Quand un livre d’initiation à la philosophie déborde de son cadre, il devient un best-seller pour tous les publics. Le Monde de Sophie est un joli bijou qu’on ne cesse d’admirer.
Un beau jour, Sophie, une collégienne de 14 ans, trouve dans sa boîte aux lettres de mystérieuses enveloppes: qui peut bien lui adresser, d’abord, de simples questions, « Qui es-tu? », « D’où vient le monde? », puis des cours de philo comparant « la chasse à la vérité des philosophes à un roman policier »?
Ainsi commence, sous la forme d’un roman d’aventure, un voyage au pays des philosophes: nous y accompagnons pas à pas Sophie à la rencontre de Socrate, de Platon, d’Aristote, de Spinoza ou de Hegel. Jostein Gaarder, qui enseigne la philosophie en Norvège, réussit à maintenir le suspense d’un bout à l’autre et à concilier, avec art, intrigue romanesque et initiation philosophique.
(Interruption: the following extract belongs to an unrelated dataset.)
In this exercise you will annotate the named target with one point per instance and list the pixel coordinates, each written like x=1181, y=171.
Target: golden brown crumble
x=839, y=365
Ce roman philosophique à l’intention du public le plus large est devenu un best-seller au Danemark (100 000 ex.) et en Allemagne (700 000). Dans d’autres pays, le succès est aussi comparable. En effet, depuis 1992, tous les dimanches matin, vers onze heures, dans un café de la place de la Bastille, à Paris, quelques dizaines de personnes se réunissent pour philosopher sur un même thème.
Marc Sautet, l’initiateur et l’animateur de ces rencontres, a également ouvert un cabinet de philosophie, où l’on peut – contre honoraires – venir consulter sur la mort, la violence ou la justice, et il organise désormais des voyages philosophiques sur les traces de Platon ou de Kant. Dans Un café pour Socrate (Laffont), il entend à la fois rendre compte de son expérience et justifier cette pratique peu académique de la philosophie. Marc Sautet invoque l’exemple de Socrate allant sur la place publique à la rencontre de ses concitoyens. Et à ceux qui objectent que Socrate ne faisait pas payer de « consultations », il fait observer que personne ne trouve scandaleux que les professeurs de philosophie soient rétribués.
Le succès de l’entreprise atteste de l’existence d’une demande et il est sans doute plus sain d’aller consulter le philosophe que l’astrologue, encore qu’on reste rêveur sur des « prescriptions » du genre: lisez Kant ou Hegel! Mais le livre lui-même n’est guère convaincant: outre ses défauts d’écriture, il mélange maladroitement les genres du récit, du plaidoyer pour soi-même et de l’exposé philosophique finalement bien dogmatique! Socrate au café? Pourquoi pas? Mais le minimum d’humilité exigible du philosophe est de ne pas oublier que n’est pas Socrate qui veut.